In order to use Extrae, one needs to compile the code with debugging flag
(-g
). Events that should be monitored by Extrae are included in a .xml
file (extrae.xml
), for instance MPI or OpenMP:
<?xml version='1.0'?>
<trace enabled="yes"
home="/software/Extrae/3.8.0-gompi-2020b"
initial-mode="detail"
type="paraver" >
<mpi enabled="yes">
<counters enabled="yes" />
</mpi>
<openmp enabled="no">
<locks enabled="no" />
<counters enabled="no" />
</openmp>
</trace>
For the non-blocking deadlock and overlap cases discussed in the previous lecture, the MPI call events show the following patterns in Paraver:
Notice that the size in the horizontal axis for the grid was increased to 8000
to make the visualisation clearer. From the overlap case, we can see that some
work was interleaved (black region) between the MPI_Isend
and
MPI_Irecv
calls and the waiting call (red rectangles).
See also
Chapter 2 of the Using Advanced MPI book by William Gropp et al. show examples of using the functions described in this episode. [GHTL14]
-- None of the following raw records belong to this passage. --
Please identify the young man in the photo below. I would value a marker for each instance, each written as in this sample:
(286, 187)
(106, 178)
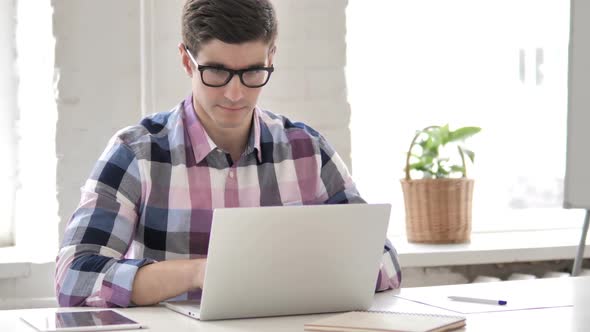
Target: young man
(141, 231)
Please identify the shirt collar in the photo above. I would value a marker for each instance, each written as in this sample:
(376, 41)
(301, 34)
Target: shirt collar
(202, 144)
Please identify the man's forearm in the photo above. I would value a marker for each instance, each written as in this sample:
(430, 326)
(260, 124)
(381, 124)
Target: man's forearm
(163, 280)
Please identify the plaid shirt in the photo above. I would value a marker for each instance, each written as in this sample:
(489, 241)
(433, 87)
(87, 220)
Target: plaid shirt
(151, 195)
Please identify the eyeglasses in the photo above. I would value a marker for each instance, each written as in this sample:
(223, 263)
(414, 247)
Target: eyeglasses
(216, 76)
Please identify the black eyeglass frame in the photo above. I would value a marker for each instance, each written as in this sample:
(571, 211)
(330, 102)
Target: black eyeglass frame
(232, 73)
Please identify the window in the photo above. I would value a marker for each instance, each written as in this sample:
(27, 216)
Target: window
(8, 115)
(32, 156)
(500, 65)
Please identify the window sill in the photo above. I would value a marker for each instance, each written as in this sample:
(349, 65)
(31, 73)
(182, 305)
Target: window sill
(16, 263)
(494, 247)
(484, 248)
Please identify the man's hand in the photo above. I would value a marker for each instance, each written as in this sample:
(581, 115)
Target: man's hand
(163, 280)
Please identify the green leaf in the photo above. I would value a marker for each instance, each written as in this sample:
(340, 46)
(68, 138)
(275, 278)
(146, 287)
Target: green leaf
(458, 169)
(469, 153)
(444, 134)
(463, 133)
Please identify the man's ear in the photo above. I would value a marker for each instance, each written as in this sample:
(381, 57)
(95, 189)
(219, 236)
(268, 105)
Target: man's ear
(185, 60)
(271, 54)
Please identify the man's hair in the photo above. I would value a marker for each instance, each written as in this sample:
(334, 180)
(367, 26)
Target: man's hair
(230, 21)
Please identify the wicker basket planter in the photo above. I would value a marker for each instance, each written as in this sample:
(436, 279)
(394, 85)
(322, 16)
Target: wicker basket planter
(438, 210)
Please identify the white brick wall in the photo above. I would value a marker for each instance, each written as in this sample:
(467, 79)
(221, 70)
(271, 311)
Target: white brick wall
(309, 83)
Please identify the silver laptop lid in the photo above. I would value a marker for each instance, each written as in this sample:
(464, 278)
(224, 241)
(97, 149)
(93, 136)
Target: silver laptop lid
(272, 261)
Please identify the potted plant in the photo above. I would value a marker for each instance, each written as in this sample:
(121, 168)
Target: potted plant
(438, 206)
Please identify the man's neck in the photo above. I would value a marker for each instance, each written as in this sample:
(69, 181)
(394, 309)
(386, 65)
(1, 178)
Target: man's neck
(232, 140)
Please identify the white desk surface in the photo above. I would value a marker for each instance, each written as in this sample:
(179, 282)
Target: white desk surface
(565, 318)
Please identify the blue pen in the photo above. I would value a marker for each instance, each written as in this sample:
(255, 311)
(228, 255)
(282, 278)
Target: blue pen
(478, 300)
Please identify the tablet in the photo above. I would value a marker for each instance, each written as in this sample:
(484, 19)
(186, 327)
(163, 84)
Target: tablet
(99, 320)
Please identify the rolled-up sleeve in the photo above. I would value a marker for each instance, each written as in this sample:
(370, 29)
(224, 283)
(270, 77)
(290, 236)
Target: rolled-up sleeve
(90, 267)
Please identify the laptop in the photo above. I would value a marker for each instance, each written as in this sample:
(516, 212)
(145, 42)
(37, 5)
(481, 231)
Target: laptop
(290, 260)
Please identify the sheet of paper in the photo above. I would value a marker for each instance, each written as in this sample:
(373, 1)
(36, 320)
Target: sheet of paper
(519, 296)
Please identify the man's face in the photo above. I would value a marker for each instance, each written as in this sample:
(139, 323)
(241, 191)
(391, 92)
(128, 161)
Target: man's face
(230, 106)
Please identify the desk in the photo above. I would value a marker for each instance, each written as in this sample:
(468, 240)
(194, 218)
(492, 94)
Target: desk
(571, 318)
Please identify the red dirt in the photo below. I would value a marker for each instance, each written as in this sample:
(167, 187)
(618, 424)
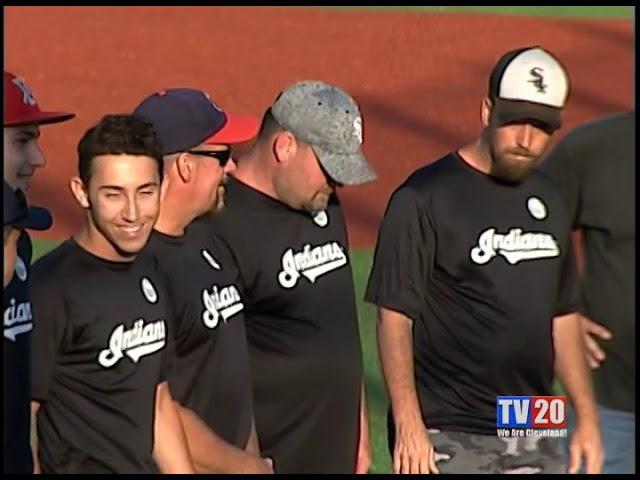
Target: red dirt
(418, 77)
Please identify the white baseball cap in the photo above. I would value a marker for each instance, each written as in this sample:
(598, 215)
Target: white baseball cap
(529, 84)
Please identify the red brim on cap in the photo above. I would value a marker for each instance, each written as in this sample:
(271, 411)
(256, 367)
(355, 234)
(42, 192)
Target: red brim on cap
(238, 129)
(39, 118)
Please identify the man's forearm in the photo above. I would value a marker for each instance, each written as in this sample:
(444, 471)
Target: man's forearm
(571, 366)
(395, 345)
(35, 406)
(212, 454)
(170, 450)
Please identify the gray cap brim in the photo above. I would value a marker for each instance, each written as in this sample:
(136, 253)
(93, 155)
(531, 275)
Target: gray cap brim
(345, 168)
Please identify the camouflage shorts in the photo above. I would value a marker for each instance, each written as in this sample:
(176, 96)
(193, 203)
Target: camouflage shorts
(458, 452)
https://www.codingame.com/playgrounds/349/introduction-to-mpi/non-blocking-communications
Keypoints
Non-blocking collectives take advantage of the efficiency of collective communications and allow at the same time the possibility of interleaving useful work.
Although it sounds contradictory and unuseful, a non-blocking barrier is sometimes handy, for instance in the case where only a notification from the processses arriving to the barrier is needed.
There are several available tools that can allow you to analyse your code in detail. Here, we have described the Extrae and Paraver tools but there are others in the market.